We have all seen the neighbourhood dhobi ironing clothes with a rusty coal iron. Clothes have been pressed in such ways for centuries. Even the steam iron is more than 120 years old. Did you realise that the ubiquitous glass bottle has been around in some form or the other since 1500 BC? Dry cleaning of clothes is done almost done a hundred years ago. Kerosene may have given way to Benzene and other newer solvents but the process remains the same. The bespoke tailor even today uses the same tools of trade as his forefathers did centuries ago. So do all other artisans: weavers, metal workers, embroiders, masons, carpenters, butchers and bootleggers.
All this talk of AK-47s and other sophisticated fire arms would imply the basic rifle has disappeared. No sir, the modern, bolt-action rifle and chamber-firing revolver are essentially unchanged from their predecessors, and operate exactly the same way they did for our great grandfathers. In fact, other than the advent of the semi and fully-automatic mechanisms, and vast improvements in sighting (i.e. telescopes), a hunter or a police constable from 100 years ago would have no trouble using a modern rifle (beyond bemoaning their poor quality of manufacture). A sailor would use a boat 100 years ago the same way as a modern yachtsman, except that the rig would be of nylon today.
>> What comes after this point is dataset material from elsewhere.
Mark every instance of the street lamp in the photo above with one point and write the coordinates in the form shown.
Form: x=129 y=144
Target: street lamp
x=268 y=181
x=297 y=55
Let's look around the kitchen and pantry. Baked beans still come in cans and tomato ketchup in a bottle. The bread is baked the way it was 200 years ago. The pressure cooker is the same since 1864. The best pizzas are still baked in wood fired ovens and the best tandoori chicken is made not on a rotisserie but a clay tandoor. You still use frozen peas and vegetables. Bottle openers, knives, cutlery, rockery, pots and pans all go back centuries. As does most of the furniture.
Newspapers are edited, printed and distributed as they were 300 years ago except for changes such as from letterpress to offset and hand painted pages to computer layouts. So, from scissors and locks, thermometers and fountain pens to knitted pullovers, patchwork quilts, leather coats, cotton swabs, antiseptics and aspirin, the past clings on to our present with a reluctant obstinacy.
The last 10 years has seen cataclysmic changes and from wireless telephony to the Internet of Things and it has been one rollercoaster ride. Metamorphosis is a word which sounds alien to digital natives but in a larger cosmic scheme of things nothing much has changed. As Arthur Koestler remarked the human brain has not evolved much from the Neanderthal.